Title: Characterization of the Tunicamycin Gene Cluster Unveiling Unique Steps Involved in its Biosynthesis Authors
|Chen, Wenqing -|
|Qu, Dongjing -|
|Zhai, Lipeng -|
|Tao, Meifeng -|
|Wang, Yemin -|
|Lin, Shuangjun -|
|Deng, Zixin -|
Submitted to: Protein-Cell
Publication Type: Peer Reviewed Journal
Publication Acceptance Date: November 2, 2010
Publication Date: December 15, 2010
Repository URL: http://hdl.handle.net/10113/47926
Citation: Chen, W., Qu, D., Zhai, L., Tao, M., Wang, Y., Lin, S., Price, N.P., Deng, Z. 2010. Characterization of the Tunicamycin gene cluster unveiling unique steps involved in its biosynthesis. Protein & Cell. 1(12):1093-1105. DOI: 10.1007/s13238-010-0127-6. Interpretive Summary: This work describes the identification of 12 genes from a Streptomyces bacterium that are needed for the bacterium to produce an antibiotic called tunicamycin. The genes have been sequenced, and based on this we have been able to predict their probable functions. Nine genes out of the 12 encode for a novel biosynthetic pathway for producing tunicamycin, which includes two highly unusually steps that will be researched further. The three other genes encode for the proteins needed to transport tunicamycin out of the bacterium. We also showed that expression of the 12 genes in several other bacterial species conferred the ability to make and transport tunicamycins. Altering this pathway by manipulating the genes involved will potentially allow us to produce new types of tunicamycins, with improved antibiotic properties. This research provides valuable insight into the biosynthesis of tumicamycin and will aid researchers in the development of novel antibiotics.

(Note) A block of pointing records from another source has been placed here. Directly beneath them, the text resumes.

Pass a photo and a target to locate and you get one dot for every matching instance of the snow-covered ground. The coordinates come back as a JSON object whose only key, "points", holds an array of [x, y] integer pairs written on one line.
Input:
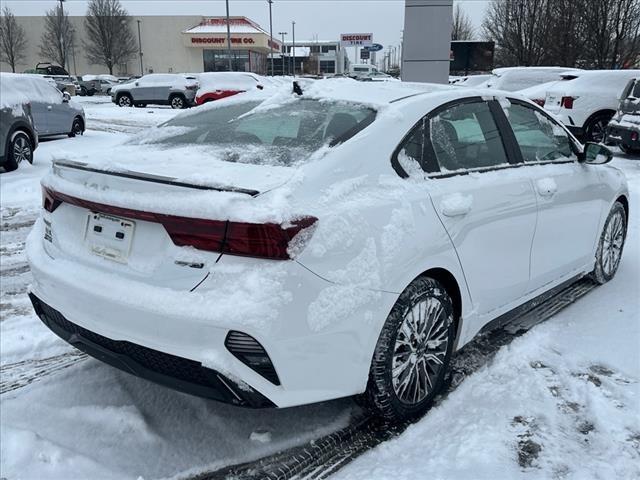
{"points": [[562, 401]]}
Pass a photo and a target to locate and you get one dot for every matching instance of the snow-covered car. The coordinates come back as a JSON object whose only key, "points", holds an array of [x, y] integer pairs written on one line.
{"points": [[18, 138], [288, 249], [173, 89], [514, 79], [624, 127], [217, 85], [470, 80], [538, 93], [54, 113], [586, 104]]}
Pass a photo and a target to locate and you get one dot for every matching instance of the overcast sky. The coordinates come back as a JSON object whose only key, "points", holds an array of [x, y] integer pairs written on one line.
{"points": [[326, 19]]}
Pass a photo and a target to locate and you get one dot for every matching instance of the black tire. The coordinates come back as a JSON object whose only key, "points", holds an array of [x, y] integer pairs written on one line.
{"points": [[20, 148], [124, 100], [178, 102], [77, 127], [595, 130], [383, 397], [611, 244], [630, 150]]}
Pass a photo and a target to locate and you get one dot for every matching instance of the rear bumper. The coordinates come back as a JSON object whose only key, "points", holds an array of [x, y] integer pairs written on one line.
{"points": [[168, 370], [627, 136], [268, 301]]}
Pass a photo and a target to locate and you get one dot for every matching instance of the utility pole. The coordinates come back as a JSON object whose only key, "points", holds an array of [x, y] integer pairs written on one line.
{"points": [[293, 49], [140, 49], [229, 38], [271, 35], [282, 34], [62, 45]]}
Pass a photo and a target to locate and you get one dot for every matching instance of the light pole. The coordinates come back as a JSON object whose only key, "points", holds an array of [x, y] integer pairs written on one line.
{"points": [[293, 47], [282, 34], [140, 49], [61, 39], [229, 38], [271, 35]]}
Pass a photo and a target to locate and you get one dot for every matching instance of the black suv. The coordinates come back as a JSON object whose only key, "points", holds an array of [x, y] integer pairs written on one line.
{"points": [[624, 127]]}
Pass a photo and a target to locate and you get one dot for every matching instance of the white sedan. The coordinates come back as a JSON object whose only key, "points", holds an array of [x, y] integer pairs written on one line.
{"points": [[345, 240]]}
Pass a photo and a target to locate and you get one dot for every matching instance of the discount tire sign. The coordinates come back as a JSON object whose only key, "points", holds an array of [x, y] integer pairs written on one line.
{"points": [[356, 39]]}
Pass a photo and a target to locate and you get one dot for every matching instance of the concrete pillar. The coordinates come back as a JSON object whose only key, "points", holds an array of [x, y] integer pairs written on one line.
{"points": [[427, 40]]}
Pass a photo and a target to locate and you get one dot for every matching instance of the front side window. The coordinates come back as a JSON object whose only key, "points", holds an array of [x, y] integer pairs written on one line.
{"points": [[465, 136], [284, 135], [540, 138]]}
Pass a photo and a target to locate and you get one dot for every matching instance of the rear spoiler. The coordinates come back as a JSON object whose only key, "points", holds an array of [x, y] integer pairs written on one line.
{"points": [[152, 178]]}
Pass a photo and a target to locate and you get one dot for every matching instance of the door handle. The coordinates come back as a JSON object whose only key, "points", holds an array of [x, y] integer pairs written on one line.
{"points": [[456, 205], [546, 187]]}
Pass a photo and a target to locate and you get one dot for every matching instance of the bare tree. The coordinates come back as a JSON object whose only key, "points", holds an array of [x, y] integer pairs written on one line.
{"points": [[521, 36], [580, 33], [612, 31], [110, 38], [12, 39], [58, 36], [462, 28]]}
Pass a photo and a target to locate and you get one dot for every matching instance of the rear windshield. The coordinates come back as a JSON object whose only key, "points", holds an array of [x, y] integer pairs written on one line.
{"points": [[285, 135]]}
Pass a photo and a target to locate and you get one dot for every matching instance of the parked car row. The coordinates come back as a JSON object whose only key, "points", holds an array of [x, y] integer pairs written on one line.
{"points": [[586, 101], [31, 109]]}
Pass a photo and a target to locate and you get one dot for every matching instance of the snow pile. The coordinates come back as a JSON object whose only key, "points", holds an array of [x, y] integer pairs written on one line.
{"points": [[210, 82], [18, 89]]}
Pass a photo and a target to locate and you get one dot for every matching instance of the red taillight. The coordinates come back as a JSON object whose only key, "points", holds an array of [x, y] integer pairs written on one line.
{"points": [[262, 240], [567, 102]]}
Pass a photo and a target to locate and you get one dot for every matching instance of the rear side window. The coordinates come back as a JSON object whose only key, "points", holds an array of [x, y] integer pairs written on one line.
{"points": [[465, 136], [540, 139]]}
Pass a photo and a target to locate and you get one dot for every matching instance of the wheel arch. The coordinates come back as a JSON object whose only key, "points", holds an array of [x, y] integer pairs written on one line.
{"points": [[24, 127], [625, 204]]}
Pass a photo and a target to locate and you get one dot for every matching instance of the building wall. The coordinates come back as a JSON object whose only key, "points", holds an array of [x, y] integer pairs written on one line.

Technical Abstract: Tunicamycin, a potent reversible translocase I inhibitor, is produced by several Actinomycetes species. The tunicamycin structure is highly unusual, and contains an 11-carbon dialdose sugar and an aß-1,1-glycosidic linkage. Here we report the identification of a gene cluster essential for tunicamycin biosynthesis by high-throughput heterologous expression (HHE) strategy combined with a bioassay. Introduction of the genes into heterologous non-producing Streptomyces hosts results in production of tunicamycin by these strains, demonstrating the role of the genes for the biosynthesis of tunicamycins. Gene disruption experiments coupled with bioinformatic analysis revealed that the tunicamycin gene cluster is minimally composed of 12 genes (tunA-tunL). Amongst these is a putative radical SAM enzyme (Tun B) with a potentially unique role in biosynthetic carbon-carbon bond formation. Hence, a seven-step novel pathway is proposed for tunicamycin biosynthesis. Moreover, two gene clusters for the potential biosynthesis of tunicamycin-like antibiotics were also identified in Streptomyces clavuligerus ATCC 27064 and Actinosynnema mirums DSM 43827. These data provide clarification of the novel mechanisms for tunicamycin biosynthesis, and for the generation of new-designer tunicamycin analogs with selective/enhanced bioactivity via combinatorial biosynthesis strategies.